There is no way short of introducing the scientifically dubious claims of parapsychology to prove that the materialist/rationalist school is wrong, Hick notes. (The ability to demonstrate that a theory is wrong, being one of the tests that all truly "scientific" theories must meet in order for them to be considered as being truly "scientific.") And, since "there is no way in which the idea that an electro-chemical event and a moment of consciousness are identical is falsifiable if false," Hick cannot help but conclude that "(t)he identity thesis is a theory stemming from a presupposed naturalistic philosophy, (and is) not (therefore) a scientific hypothesis."

Not that this resolves the chicken-egg question of whether consciousness or bio-chemistry is the first factor in the causal chain that forms, and informs, our conscious experience.
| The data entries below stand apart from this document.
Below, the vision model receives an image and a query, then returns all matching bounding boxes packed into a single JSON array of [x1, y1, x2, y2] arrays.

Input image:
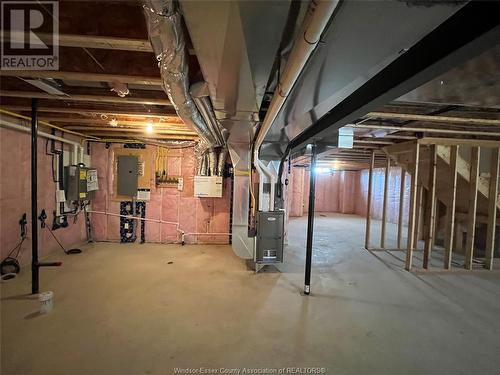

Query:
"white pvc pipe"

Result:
[[87, 210, 231, 236], [0, 117, 83, 164], [253, 0, 339, 212]]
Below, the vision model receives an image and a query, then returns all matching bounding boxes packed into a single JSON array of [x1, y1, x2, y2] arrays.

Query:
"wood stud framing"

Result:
[[484, 148, 500, 270], [365, 150, 375, 250], [423, 145, 437, 269], [397, 168, 406, 249], [405, 142, 420, 271], [444, 146, 459, 270], [380, 155, 391, 249], [465, 147, 481, 270]]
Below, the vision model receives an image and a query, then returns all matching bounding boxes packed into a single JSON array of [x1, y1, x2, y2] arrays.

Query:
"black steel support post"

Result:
[[304, 143, 316, 294], [31, 99, 40, 294]]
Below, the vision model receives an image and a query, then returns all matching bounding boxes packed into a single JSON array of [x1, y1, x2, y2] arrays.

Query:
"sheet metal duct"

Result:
[[259, 1, 466, 160], [181, 0, 290, 259], [143, 0, 218, 151], [189, 82, 226, 146]]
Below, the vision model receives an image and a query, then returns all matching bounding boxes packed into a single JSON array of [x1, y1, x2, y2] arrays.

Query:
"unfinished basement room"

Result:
[[0, 0, 500, 375]]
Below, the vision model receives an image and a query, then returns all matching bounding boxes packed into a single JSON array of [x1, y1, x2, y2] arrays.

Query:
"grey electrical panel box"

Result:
[[64, 165, 97, 201], [117, 155, 139, 197], [255, 211, 285, 264]]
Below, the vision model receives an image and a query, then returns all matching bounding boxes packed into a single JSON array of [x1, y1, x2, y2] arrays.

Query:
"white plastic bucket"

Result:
[[38, 291, 54, 314]]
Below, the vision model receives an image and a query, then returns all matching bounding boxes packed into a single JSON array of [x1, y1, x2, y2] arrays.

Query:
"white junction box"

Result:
[[194, 176, 222, 198]]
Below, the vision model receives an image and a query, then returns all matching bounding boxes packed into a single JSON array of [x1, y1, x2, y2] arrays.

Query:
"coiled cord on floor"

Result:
[[0, 235, 26, 280]]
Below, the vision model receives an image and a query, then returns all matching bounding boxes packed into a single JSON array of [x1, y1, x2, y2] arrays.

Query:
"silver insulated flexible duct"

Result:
[[143, 0, 218, 148]]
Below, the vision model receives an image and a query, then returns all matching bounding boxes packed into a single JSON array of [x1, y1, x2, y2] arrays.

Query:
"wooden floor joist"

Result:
[[423, 145, 437, 269], [0, 70, 162, 86], [444, 146, 459, 270], [0, 90, 172, 107], [465, 147, 481, 270], [365, 151, 375, 250], [405, 143, 420, 271], [484, 148, 500, 270]]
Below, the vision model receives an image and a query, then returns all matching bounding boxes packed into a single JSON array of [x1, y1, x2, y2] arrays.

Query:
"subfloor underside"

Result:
[[1, 214, 500, 375]]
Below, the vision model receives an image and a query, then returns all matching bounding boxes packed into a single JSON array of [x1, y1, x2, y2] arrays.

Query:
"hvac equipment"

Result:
[[255, 211, 285, 264]]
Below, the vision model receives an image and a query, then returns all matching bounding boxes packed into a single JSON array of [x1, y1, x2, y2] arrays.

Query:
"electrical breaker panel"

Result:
[[194, 176, 223, 198], [64, 165, 99, 201]]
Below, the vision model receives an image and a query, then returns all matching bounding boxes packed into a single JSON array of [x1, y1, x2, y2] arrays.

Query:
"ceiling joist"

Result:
[[0, 90, 172, 107]]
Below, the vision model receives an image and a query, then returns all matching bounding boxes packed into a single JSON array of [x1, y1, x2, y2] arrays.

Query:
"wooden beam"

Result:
[[365, 151, 375, 250], [382, 141, 417, 155], [397, 167, 406, 249], [354, 138, 394, 145], [4, 32, 195, 55], [465, 147, 481, 270], [83, 133, 198, 141], [423, 145, 437, 269], [405, 143, 420, 271], [44, 116, 188, 129], [61, 126, 198, 136], [0, 90, 173, 107], [380, 156, 391, 249], [346, 124, 500, 137], [444, 146, 458, 270], [0, 70, 162, 86], [2, 105, 174, 118], [484, 148, 500, 270], [418, 137, 500, 147], [364, 112, 500, 126]]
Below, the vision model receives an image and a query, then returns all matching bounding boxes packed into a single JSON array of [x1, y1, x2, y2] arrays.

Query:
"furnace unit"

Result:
[[255, 211, 285, 264]]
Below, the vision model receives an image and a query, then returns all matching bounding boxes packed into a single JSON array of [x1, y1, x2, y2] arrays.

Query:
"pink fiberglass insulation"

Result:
[[0, 128, 86, 265], [92, 144, 231, 244], [355, 167, 411, 225], [290, 168, 357, 216], [289, 167, 410, 224]]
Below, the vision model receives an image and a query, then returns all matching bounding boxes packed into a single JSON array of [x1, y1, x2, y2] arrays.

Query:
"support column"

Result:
[[304, 143, 316, 294], [484, 148, 500, 270], [398, 168, 406, 249], [365, 150, 375, 250], [380, 155, 391, 249], [444, 146, 458, 270], [31, 99, 40, 294], [405, 142, 420, 271], [465, 146, 481, 270], [423, 145, 437, 269]]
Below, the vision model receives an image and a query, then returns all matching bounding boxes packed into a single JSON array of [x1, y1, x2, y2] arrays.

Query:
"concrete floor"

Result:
[[1, 214, 500, 375]]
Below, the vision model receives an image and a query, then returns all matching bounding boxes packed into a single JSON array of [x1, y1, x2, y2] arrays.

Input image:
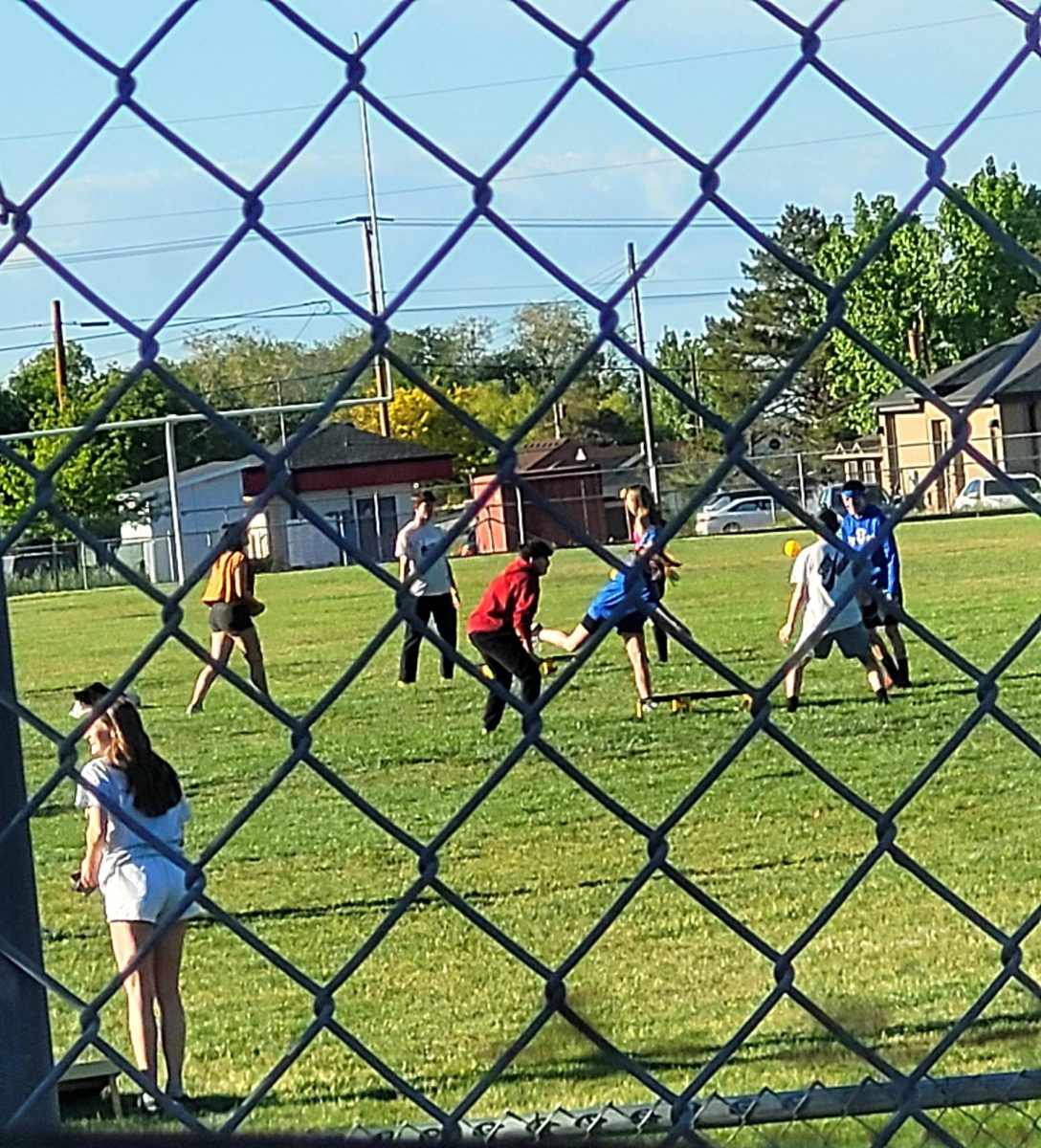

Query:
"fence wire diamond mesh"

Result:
[[0, 0, 1041, 1146]]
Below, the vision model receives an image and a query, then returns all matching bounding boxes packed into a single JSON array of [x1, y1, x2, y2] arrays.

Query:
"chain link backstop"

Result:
[[0, 0, 1041, 1148]]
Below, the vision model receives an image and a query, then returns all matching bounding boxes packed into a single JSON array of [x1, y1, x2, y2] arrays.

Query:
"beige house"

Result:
[[875, 335, 1041, 513]]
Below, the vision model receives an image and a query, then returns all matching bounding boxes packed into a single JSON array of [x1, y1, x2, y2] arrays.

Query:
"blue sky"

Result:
[[0, 0, 1041, 386]]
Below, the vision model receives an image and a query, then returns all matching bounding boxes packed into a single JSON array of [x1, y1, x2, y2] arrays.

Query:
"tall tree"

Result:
[[651, 327, 703, 442], [0, 343, 180, 534], [816, 194, 941, 432], [928, 156, 1041, 356], [699, 205, 839, 443]]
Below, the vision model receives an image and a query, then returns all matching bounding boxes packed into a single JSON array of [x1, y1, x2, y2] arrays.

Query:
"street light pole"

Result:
[[353, 33, 390, 438], [626, 243, 661, 503], [51, 298, 68, 411]]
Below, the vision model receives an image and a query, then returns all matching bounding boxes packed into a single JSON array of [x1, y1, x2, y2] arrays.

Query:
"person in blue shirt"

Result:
[[839, 478, 911, 689], [531, 537, 665, 708]]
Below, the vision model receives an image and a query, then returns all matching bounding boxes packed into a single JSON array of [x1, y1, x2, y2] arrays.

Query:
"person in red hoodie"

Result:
[[466, 539, 553, 734]]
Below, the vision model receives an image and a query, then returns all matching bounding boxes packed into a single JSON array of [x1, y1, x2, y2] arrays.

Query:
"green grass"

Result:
[[11, 516, 1041, 1142]]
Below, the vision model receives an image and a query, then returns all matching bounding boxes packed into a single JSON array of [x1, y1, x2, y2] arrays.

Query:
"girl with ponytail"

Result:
[[73, 687, 200, 1110]]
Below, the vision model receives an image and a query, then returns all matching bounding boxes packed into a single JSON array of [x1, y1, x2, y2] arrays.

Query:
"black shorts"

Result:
[[210, 602, 254, 635], [582, 610, 648, 638], [859, 593, 903, 630]]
It is equally impossible, again short of reliance on subjective parapsychology, Hick notes, to demonstrate the separate existence of consciousness, in and of itself.

Therefore, he concludes, "there is, surely, more than just a gap that a more complete knowledge of the brain may one day bridge, because no knowledge of the workings of the neural networks, however complete, can convert correlation into identity." Rather, "in spite of being so widely assumed within our culture, that mind-brain identity is a scientifically established fact, Hick states, "its status is that of an article of naturalistic faith." And it is, thus, exceedingly difficult, he points out, for philosophy "to avoid the conclusion at which so many neuroscientists have arrived, namely, that the nature of consciousness is a mystery."